Ein US-Bezirksrichter hat am Freitag den Antrag des Tohono O’odham Nation abgelehnt, der die Blockade des Baus eines 62 Meilen langen Grenzwalls entlang ihres Reservats verhindern wollte. Der Richter, Richard Leon, stellte fest, dass die Trump-Administration rechtlich befugt sei, Maßnahmen zur Errichtung der Grenzanlage zu ergreifen, ohne die Zustimmung des Stammes einzuholen.

Die Entscheidung kommt inmitten anhaltender Kontroversen über den Bau von Grenzanlagen und die Auswirkungen auf indigene Gemeinschaften. Der Tohono O’odham Nation, die an der Grenze zu Mexiko lebt, hat Bedenken geäußert, dass der Bau des Walls ihre Lebensweise und den Zugang zu traditionellen Gebieten beeinträchtigen könnte.

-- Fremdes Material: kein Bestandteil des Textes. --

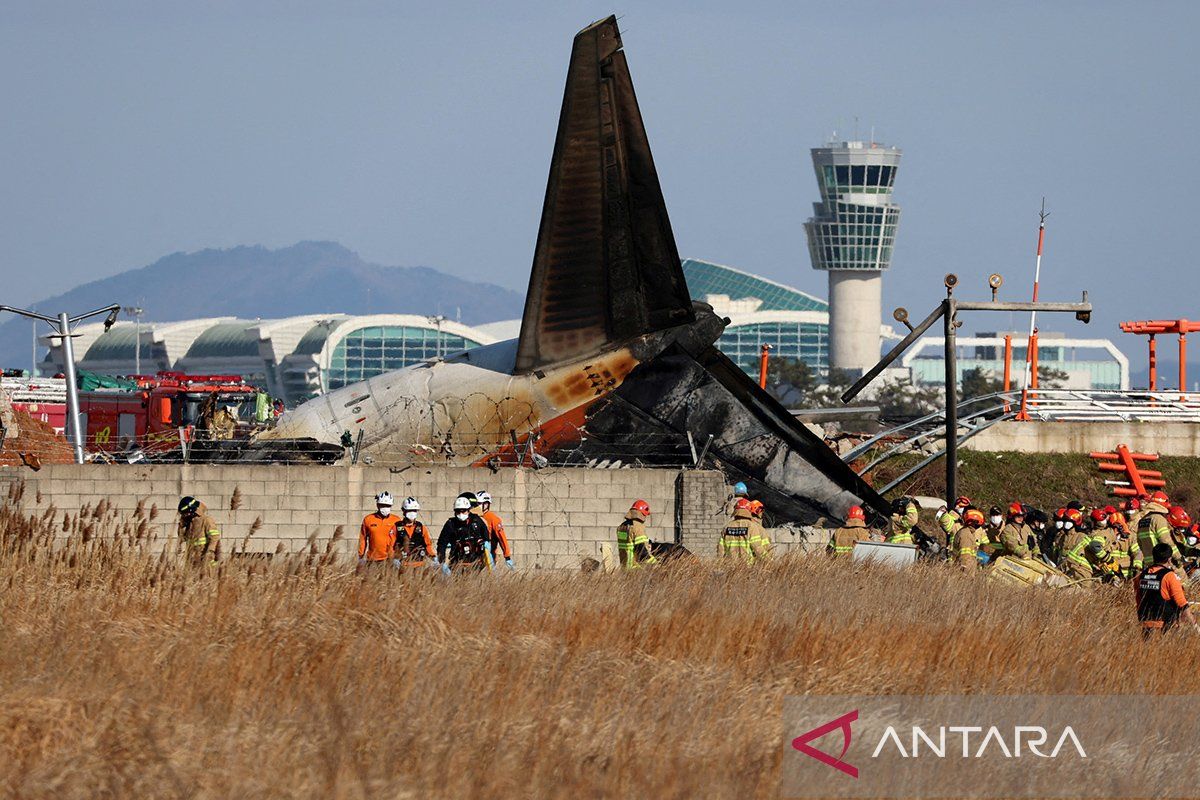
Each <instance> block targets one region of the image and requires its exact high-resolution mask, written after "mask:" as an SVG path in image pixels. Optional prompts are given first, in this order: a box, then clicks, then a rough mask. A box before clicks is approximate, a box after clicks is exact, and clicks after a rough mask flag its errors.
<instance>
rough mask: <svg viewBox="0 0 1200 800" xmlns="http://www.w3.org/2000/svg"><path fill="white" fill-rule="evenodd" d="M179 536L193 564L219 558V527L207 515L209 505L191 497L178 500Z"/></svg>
mask: <svg viewBox="0 0 1200 800" xmlns="http://www.w3.org/2000/svg"><path fill="white" fill-rule="evenodd" d="M179 537H180V539H182V540H184V543H185V546H186V547H187V555H188V558H190V559H191V560H192V563H193V564H216V563H217V561H220V560H221V528H220V527H217V523H216V521H215V519H214V518H212V517H210V516H209V507H208V506H206V505H204V504H203V503H200V501H199V500H197V499H196V498H193V497H185V498H181V499H180V500H179Z"/></svg>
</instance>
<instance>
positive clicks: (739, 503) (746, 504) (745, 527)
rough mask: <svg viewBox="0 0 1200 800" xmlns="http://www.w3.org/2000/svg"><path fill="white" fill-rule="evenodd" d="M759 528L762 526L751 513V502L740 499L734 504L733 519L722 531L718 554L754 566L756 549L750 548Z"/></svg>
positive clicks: (723, 556)
mask: <svg viewBox="0 0 1200 800" xmlns="http://www.w3.org/2000/svg"><path fill="white" fill-rule="evenodd" d="M757 528H760V525H758V523H756V522H755V521H754V515H752V513H751V512H750V501H749V500H746V499H745V498H738V501H737V503H734V504H733V519H730V522H728V524H726V525H725V528H724V529H722V530H721V539H720V541H719V542H718V546H716V552H718V553H719V554H720V555H722V557H725V558H732V559H740V560H744V561H746V563H748V564H752V563H754V549H751V547H750V540H751V539H752V537H754V536H755V535H756V534H757V530H756V529H757Z"/></svg>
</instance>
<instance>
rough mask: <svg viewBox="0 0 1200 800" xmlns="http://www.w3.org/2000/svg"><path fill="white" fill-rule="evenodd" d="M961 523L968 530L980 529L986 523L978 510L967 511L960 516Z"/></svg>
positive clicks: (984, 524)
mask: <svg viewBox="0 0 1200 800" xmlns="http://www.w3.org/2000/svg"><path fill="white" fill-rule="evenodd" d="M962 523H964V524H965V525H967V527H970V528H982V527H983V525H985V524H986V523H988V521H986V519H984V517H983V511H979V509H967V510H966V512H964V515H962Z"/></svg>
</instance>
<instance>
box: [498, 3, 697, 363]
mask: <svg viewBox="0 0 1200 800" xmlns="http://www.w3.org/2000/svg"><path fill="white" fill-rule="evenodd" d="M620 48H622V42H620V31H618V30H617V19H616V18H614V17H610V18H607V19H604V20H601V22H598V23H594V24H592V25H589V26H588V28H586V29H583V30H582V31H580V32H578V34H577V35H576V36H575V44H574V46H572V48H571V62H570V67H569V70H568V74H566V90H565V91H564V94H563V110H562V114H560V116H559V120H558V137H557V139H556V140H554V155H553V160H552V161H551V166H550V181H548V184H547V186H546V201H545V204H544V206H542V211H541V227H540V228H539V230H538V246H536V249H535V252H534V259H533V273H532V275H530V277H529V293H528V295H527V297H526V308H524V318H523V320H522V323H521V339H520V344H518V345H517V360H516V372H517V373H529V372H533V371H534V369H538V368H541V367H545V366H548V365H554V363H562V362H564V361H569V360H574V359H583V357H588V356H589V355H593V354H595V353H598V351H600V350H602V349H605V348H606V347H608V345H610V344H611V343H613V342H619V341H623V339H630V338H632V337H635V336H641V335H643V333H650V332H654V331H660V330H665V329H668V327H676V326H678V325H686V324H690V323H692V321H695V319H696V317H695V313H694V311H692V306H691V299H690V297H689V296H688V284H686V282H685V281H684V276H683V267H682V266H680V263H679V253H678V251H677V249H676V242H674V236H673V235H672V233H671V221H670V219H668V218H667V210H666V203H664V200H662V188H661V187H660V186H659V176H658V172H656V170H655V169H654V158H653V157H652V156H650V145H649V142H648V140H647V138H646V127H644V126H643V125H642V114H641V110H638V107H637V97H636V96H635V95H634V83H632V80H630V77H629V65H628V64H626V61H625V54H624V52H622V49H620Z"/></svg>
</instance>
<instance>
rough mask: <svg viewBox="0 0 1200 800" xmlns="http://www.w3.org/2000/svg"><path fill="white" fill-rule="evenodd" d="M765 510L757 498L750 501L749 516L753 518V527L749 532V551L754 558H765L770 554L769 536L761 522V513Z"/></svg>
mask: <svg viewBox="0 0 1200 800" xmlns="http://www.w3.org/2000/svg"><path fill="white" fill-rule="evenodd" d="M763 511H766V509H764V507H763V505H762V503H760V501H758V500H751V501H750V518H751V519H754V523H755V528H754V530H752V531H751V533H750V552H751V553H754V557H755V559H767V558H768V557H769V555H770V536H768V535H767V529H766V528H764V527H763V524H762V513H763Z"/></svg>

Die Trump-Administration hat den Bau des Grenzwalls als Teil ihrer umfassenden Einwanderungsstrategie vorangetrieben, was bei vielen Menschenrechtsorganisationen und indigenen Führern auf Widerstand gestoßen ist. Es bleibt abzuwarten, ob die Tohono O’odham Nation weitere rechtliche Schritte einleiten wird, um ihre Rechte zu verteidigen.